/data-dev-jupyter-cloud

Containerized Ubuntu image optimized for data engineering with a built-in Jupyter server and support for GCP Cloud SDK.

Primary LanguageDockerfileApache License 2.0Apache-2.0

Data Dev Jupyter Cloud

This is a containerized Ubuntu image optimized for data engineering with a built-in Jupyter server and support for GCP Cloud SDK.

Build the container

To build the container, run this in shell:

bash build.sh

and this will build the docker container called data-dev-jupyter-cloud:v1 with the default password as sigtica for the jupyter server. If you wish you change your password, please alter the Dockerfile as follows:

ENV NOTEBOOK_PASSWORD=sha1:001573f70efc11f419c70fbe78b3af0e:12888e9468259b90ed82b3ab98fdeb2ec5f00116

and place sha1:001573f70efc11f419c70fbe78b3af0e:12888e9468259b90ed82b3ab98fdeb2ec5f00116 with your choice of password, encrypted.

You can encrypt your own password in python:

def generate_sha1_hash(input_string):
    import hashlib
    import secrets
    # Generate a random salt
    salt = secrets.token_hex(8)
    # Hash the input string with the salt
    sha1 = hashlib.sha1((input_string + salt).encode()).hexdigest()
    # Construct the final hash in the desired format
    hashed_password = f"sha1:{salt}:{sha1}"
    return hashed_password

hashed_password = generate_sha1_hash("sigtica")
print(hashed_password)

Running the container

To run the container, run this in shell:

bash run.sh

and it will spin up a docker container using the image data-dev-jupyter-cloud:v1 that you built earlier, available at http://localhost:8888, with a default password of sigtica.

Mounted volume

By design, run.sh mounts a shared/ folder to this docker image. Everything you read or write in that folder will be reflected on your local machine as well.

shared volume

GCP Cloud SDK support

This image has built-in support for using the GCP Cloud SDK to move files from and to Google Cloud Platform:

Cloud SDK

You can initialize Google Cloud SDK as follows:

gcloud init

then

gcloud auth login

After you authenticate, you must set up your GCP project credentials.
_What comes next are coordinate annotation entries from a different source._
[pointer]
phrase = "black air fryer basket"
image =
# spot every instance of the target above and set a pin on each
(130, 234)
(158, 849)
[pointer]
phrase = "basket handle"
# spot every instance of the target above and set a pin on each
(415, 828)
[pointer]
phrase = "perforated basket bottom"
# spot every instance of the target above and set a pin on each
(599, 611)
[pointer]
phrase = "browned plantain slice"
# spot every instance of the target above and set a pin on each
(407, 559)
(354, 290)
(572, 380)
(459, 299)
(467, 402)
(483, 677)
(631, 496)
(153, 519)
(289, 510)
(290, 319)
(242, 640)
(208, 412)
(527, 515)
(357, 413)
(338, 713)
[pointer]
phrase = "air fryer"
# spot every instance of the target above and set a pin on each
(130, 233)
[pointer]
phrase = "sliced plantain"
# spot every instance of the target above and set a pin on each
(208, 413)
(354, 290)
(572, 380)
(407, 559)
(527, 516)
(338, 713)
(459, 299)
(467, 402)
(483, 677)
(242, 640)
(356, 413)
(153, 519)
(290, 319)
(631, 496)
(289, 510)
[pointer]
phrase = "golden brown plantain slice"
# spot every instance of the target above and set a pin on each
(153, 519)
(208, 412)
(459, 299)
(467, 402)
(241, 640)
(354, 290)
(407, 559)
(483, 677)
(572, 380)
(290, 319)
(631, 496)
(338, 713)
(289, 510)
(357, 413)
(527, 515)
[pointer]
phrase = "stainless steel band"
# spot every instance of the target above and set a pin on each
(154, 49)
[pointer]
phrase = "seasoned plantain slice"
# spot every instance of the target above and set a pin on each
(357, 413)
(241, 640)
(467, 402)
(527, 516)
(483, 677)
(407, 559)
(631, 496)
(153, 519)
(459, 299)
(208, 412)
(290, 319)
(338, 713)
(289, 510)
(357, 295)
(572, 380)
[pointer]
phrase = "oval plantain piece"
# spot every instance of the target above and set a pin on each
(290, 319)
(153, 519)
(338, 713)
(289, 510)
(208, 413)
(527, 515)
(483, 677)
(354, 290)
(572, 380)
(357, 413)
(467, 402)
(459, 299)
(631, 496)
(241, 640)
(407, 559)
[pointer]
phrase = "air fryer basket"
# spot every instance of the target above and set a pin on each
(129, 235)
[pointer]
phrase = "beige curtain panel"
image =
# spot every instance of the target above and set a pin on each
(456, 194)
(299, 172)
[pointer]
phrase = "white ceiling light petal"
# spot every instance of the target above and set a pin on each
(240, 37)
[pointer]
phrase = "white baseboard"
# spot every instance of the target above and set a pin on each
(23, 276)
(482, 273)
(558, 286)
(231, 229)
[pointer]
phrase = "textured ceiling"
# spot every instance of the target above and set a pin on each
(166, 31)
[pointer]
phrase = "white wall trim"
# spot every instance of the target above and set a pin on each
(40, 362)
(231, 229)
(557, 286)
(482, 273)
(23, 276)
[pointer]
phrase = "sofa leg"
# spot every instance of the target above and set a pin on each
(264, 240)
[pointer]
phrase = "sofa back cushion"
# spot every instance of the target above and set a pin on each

gcloud config set project $PROJECT_ID

where PROJECT_ID is the project ID of your project on GCP.

Then you can push or pull files from Google Cloud Storage, for example.

gsutil cp $LOCAL_FILE_PATH gs://$BUCKET_NAME/$DESTINATION_PATH
gsutil mv $LOCAL_FILE_PATH gs://$BUCKET_NAME/$DESTINATION_PATH

where you must define the parameters: LOCAL_FILE_PATH, BUCKET_NAME, DESTINATION_PATH.